San Francisco's Transit Center District Boundaries
Via San Francisco’s Planning Department:

In late 2007 the Planning Department began a planning effort for the southern portion of downtown San Francisco in the vicinity of the Transbay Transit Center. The Plan is considering increasing development capacity around the improved regional transit facility to support transit usage and to raise revenue for the transit project, modifying the downtown skyline, and proposing public realm improvements to support this high-activity area.

After some study and analysis, the Department now has information and initial ideas regarding land use, urban form, historic preservation, streets and open spaces. We would like to share these with the public and gather feedback.

Date: Wednesday April 30, 2008
Time: 6:30-8:30pm
Place: 536 Mission Street (Golden Gate University), Room 2201

To paraphrase in part: recommended building heights for the competition winning 1,200 foot Transbay Tower and environs.
Transit Center Tower Height
UPDATE: From a plugged-in reader in attendance: “The presentation was conservative as to height. Only the new proposed TransBay terminal to be perhaps 1,000 to 1,200 ft. With all future buildings to be shorter. Say good bye to the Renzo Piano project!!”
Transbay Transit Center: Community Insight (And Involvement) [SocketSite]
Reaching for the sky South of Market [SFGate]
Hines And Pelli Clarke Pelli Bid The Most (And Get The Transbay Nod) [SocketSite]
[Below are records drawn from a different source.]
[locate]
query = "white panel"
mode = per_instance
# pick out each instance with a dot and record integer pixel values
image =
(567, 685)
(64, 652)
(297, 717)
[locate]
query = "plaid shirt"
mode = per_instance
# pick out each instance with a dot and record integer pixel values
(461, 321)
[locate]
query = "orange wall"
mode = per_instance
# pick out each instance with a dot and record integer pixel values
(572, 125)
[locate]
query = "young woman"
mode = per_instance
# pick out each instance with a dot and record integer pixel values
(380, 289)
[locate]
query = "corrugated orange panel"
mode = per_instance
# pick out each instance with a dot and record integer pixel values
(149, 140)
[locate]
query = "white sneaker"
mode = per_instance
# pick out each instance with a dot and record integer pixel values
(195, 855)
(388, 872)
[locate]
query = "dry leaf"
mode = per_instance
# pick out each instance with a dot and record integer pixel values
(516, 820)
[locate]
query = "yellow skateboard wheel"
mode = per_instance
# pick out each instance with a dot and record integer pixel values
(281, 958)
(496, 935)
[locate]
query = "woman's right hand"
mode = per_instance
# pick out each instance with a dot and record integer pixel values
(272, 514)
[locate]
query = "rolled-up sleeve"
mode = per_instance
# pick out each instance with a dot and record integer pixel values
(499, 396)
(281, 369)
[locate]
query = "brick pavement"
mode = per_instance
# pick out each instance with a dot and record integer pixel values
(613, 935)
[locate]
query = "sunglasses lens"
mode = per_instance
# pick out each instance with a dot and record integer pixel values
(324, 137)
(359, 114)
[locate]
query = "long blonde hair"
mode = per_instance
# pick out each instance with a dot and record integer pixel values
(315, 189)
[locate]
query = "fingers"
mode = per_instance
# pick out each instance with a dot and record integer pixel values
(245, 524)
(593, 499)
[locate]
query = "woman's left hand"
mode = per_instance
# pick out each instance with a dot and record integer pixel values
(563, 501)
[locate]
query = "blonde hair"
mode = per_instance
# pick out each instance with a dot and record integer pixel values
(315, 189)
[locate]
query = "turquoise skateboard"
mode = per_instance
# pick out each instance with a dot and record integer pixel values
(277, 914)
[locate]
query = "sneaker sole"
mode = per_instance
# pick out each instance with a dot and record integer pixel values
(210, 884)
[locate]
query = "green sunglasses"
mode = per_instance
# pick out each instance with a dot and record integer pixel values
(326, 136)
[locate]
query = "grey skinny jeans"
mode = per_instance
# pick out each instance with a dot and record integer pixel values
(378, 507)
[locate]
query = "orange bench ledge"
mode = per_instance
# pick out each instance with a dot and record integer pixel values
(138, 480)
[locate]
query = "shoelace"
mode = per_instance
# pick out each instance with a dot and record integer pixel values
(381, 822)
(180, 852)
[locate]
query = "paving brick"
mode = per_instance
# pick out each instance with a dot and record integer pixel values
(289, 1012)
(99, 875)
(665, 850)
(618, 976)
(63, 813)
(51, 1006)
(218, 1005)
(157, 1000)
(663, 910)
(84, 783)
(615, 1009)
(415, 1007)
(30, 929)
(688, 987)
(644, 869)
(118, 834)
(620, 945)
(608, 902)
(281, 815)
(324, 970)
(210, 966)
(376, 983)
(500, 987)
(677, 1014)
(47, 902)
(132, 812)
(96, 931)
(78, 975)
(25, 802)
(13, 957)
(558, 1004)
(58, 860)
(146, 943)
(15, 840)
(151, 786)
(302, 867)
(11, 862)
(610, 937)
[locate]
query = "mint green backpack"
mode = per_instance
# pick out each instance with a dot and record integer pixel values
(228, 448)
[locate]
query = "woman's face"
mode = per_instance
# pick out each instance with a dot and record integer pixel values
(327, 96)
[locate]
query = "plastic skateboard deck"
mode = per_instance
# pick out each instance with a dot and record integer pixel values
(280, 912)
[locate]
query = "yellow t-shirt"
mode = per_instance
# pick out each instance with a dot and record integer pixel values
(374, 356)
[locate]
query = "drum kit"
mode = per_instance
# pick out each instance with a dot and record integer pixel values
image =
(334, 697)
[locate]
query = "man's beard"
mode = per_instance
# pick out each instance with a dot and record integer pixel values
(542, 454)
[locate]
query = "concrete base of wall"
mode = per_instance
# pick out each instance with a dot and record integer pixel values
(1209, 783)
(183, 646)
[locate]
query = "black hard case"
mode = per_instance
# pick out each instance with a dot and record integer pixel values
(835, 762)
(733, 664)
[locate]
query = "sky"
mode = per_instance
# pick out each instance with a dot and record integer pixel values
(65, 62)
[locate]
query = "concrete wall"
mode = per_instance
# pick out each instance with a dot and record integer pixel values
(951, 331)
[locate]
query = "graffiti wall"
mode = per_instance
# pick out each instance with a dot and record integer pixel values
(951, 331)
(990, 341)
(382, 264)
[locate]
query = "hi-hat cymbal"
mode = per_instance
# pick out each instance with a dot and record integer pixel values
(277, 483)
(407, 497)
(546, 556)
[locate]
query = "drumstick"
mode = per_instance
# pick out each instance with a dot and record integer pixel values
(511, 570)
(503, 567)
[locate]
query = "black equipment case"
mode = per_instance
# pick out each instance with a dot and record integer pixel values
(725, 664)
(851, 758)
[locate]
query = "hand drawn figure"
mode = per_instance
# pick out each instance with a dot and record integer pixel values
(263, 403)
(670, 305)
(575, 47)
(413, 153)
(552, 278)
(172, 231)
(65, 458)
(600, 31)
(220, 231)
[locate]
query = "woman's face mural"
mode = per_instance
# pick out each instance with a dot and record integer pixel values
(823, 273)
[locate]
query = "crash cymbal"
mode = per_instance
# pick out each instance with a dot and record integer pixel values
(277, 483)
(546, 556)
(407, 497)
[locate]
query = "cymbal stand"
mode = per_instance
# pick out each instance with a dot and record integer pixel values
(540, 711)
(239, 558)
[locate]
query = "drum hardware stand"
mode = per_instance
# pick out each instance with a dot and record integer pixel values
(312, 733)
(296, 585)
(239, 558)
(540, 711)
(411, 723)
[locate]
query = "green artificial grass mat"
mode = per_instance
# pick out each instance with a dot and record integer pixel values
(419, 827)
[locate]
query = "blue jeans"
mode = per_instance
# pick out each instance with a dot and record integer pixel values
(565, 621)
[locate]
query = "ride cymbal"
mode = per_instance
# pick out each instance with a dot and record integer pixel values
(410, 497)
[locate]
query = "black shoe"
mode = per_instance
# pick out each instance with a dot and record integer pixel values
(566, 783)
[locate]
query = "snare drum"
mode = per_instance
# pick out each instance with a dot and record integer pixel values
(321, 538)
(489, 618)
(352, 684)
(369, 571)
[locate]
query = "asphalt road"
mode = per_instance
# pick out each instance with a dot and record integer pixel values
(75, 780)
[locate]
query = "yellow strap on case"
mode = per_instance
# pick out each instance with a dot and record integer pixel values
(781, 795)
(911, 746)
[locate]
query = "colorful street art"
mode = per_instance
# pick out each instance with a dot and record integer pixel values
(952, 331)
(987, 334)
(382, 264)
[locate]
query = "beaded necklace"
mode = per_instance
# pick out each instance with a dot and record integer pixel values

12 thoughts on “Transit Center District Plan Workshop: Initial Ideas Tonight (4/30/08)”
  1. Tax-dollars busywork I say. This should have all been done years ago. The new grads still Lego-playing w/density & height @ this late time? AFTER the Transbay and other proposed buildings are on the boards? Is anyone home over there @ Planning? Just raise the height limit be done with it and move on to the other urgent projects in the City. Sheesh! Otherwise 20 yrs hence we will still be numbed into an endless only-in-Calif PROCESS resulting in an underbuilt environment with many lost opportunities, mixed messages and a downtown area that never quite reaches its potential.
    Can this time-standing-still city please move forward?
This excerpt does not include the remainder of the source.